Tuesday, September 23, 2014

NEWS: Student died, after falling into enclosure inside zoo

NEW Delhi, India – A 22-year-old student died in the most horrific way when he fell into an enclosure and was attacked by a white tiger inside a Delhi zoo in India.

The terrible incident reportedly happened on Tuesday, September 23 around 1:30 pm when the tiger enclosure the young man was leaning over gave in and fell inside. But other witnesses said the student jumped over the fence deliberately.

The victim was only identified as Himanshu, a class 12 student, but no other details about his identity or why he was inside the zoo were available as of report time.

Eyewitnesses told the media the tiger dragged the victim by his neck and mauled him. The young man was locked in the animals jaw and struggled in pain for nearly 15 minutes before the police arrived at the scene.

But even the police could not do anything to save the victim, reports said. People who witnessed the gruesome animal attack said no one came to help the boy. They only succeeded to scare the tiger away into a nearby cage several minutes later. But the suffering young man died moments later.

In another report, National Zoological Park spokesman Riyaz Ahmed Khan said the victim, who is believed to be taking pictures, failed to heed warning not to get too close to the enclosure and is believed to have eventually climbed over the knee-high fence.

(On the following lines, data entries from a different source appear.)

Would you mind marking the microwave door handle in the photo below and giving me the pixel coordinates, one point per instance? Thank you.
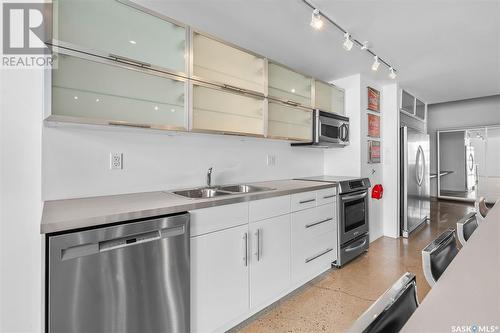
(354, 197)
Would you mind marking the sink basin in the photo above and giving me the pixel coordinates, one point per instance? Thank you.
(203, 192)
(244, 188)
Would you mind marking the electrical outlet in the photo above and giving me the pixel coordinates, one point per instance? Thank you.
(116, 161)
(271, 160)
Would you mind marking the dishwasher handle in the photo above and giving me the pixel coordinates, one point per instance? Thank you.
(121, 242)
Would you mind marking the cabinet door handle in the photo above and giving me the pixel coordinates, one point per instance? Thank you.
(292, 103)
(258, 254)
(319, 222)
(129, 60)
(230, 87)
(306, 201)
(245, 256)
(318, 255)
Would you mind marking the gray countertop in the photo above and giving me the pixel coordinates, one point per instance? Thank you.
(63, 215)
(468, 292)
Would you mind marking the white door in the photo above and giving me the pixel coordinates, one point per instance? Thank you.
(270, 258)
(219, 278)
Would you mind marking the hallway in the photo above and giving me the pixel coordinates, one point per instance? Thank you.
(333, 301)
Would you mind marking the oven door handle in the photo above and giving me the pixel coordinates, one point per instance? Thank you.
(354, 197)
(349, 249)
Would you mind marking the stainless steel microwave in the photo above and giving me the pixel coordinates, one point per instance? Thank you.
(329, 130)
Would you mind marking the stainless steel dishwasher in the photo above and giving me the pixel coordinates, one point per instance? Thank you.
(131, 277)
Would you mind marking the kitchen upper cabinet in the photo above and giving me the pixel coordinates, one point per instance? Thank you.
(270, 259)
(118, 30)
(102, 91)
(221, 110)
(328, 97)
(225, 65)
(288, 122)
(287, 85)
(219, 278)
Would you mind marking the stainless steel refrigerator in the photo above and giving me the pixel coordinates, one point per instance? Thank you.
(415, 180)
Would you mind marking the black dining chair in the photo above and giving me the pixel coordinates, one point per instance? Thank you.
(391, 311)
(466, 226)
(438, 255)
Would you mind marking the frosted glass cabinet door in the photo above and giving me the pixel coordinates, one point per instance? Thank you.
(112, 27)
(287, 122)
(329, 98)
(224, 111)
(105, 92)
(288, 85)
(220, 63)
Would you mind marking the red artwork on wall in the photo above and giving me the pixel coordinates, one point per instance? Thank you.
(373, 126)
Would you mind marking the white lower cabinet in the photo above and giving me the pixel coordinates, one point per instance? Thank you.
(219, 278)
(270, 260)
(245, 256)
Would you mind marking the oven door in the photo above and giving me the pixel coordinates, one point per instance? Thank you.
(353, 215)
(333, 130)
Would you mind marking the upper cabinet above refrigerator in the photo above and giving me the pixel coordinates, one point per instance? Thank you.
(227, 66)
(328, 98)
(119, 30)
(289, 86)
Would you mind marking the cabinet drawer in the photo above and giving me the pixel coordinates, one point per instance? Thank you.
(303, 200)
(266, 208)
(216, 218)
(326, 196)
(312, 257)
(311, 223)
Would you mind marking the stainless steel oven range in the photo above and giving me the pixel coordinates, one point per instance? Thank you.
(353, 217)
(353, 223)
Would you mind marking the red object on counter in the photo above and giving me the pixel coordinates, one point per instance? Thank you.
(377, 192)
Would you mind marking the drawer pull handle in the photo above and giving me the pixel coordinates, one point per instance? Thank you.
(319, 222)
(318, 255)
(306, 201)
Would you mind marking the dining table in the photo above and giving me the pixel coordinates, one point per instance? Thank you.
(466, 298)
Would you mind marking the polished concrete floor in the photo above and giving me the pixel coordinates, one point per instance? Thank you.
(332, 302)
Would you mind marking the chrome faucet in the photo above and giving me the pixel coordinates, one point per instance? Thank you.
(209, 177)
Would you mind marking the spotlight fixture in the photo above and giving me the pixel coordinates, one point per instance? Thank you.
(316, 21)
(348, 43)
(392, 73)
(376, 63)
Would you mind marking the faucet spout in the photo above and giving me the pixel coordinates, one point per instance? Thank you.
(209, 177)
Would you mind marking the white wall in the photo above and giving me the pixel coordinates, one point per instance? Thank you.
(459, 114)
(390, 160)
(373, 171)
(76, 161)
(20, 200)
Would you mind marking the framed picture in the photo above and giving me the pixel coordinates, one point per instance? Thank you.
(374, 151)
(373, 126)
(373, 99)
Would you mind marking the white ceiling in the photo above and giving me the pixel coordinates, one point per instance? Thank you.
(444, 50)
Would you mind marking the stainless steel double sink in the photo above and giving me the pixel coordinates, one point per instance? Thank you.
(216, 191)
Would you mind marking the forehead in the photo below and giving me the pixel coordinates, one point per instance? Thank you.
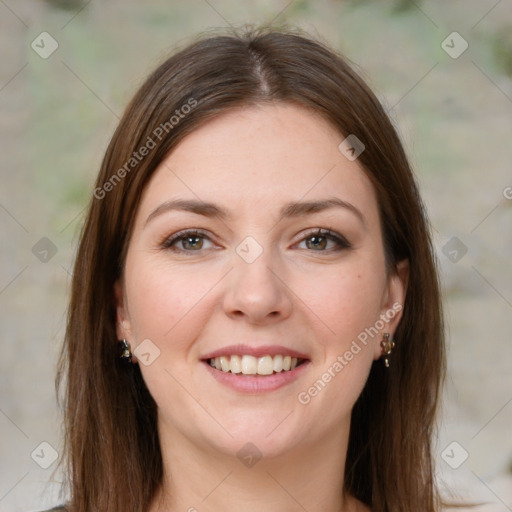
(254, 159)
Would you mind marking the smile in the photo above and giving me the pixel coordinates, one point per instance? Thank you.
(251, 365)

He then jumped down into the protective moat where the tiger grabbed him by his neck.

“The tiger didn’t attack him at first. He attacked when the man threw stones at him. The tiger then attacked him. The man tried to run away,” one of the witnesses, Bittu, said.

Some people also tried to throw stones and sticks at the animal to drive it away, to no avail.

A wild animal conservation and protection agency worker said despite the victim’s death, the tiger cannot be blamed for the bloody attack.

“The tiger was just being a tiger. An unusual object fell into his domain,” said Belinda Wright. “He’s a wild animal in captivity. It is certainly not the tiger’s fault.”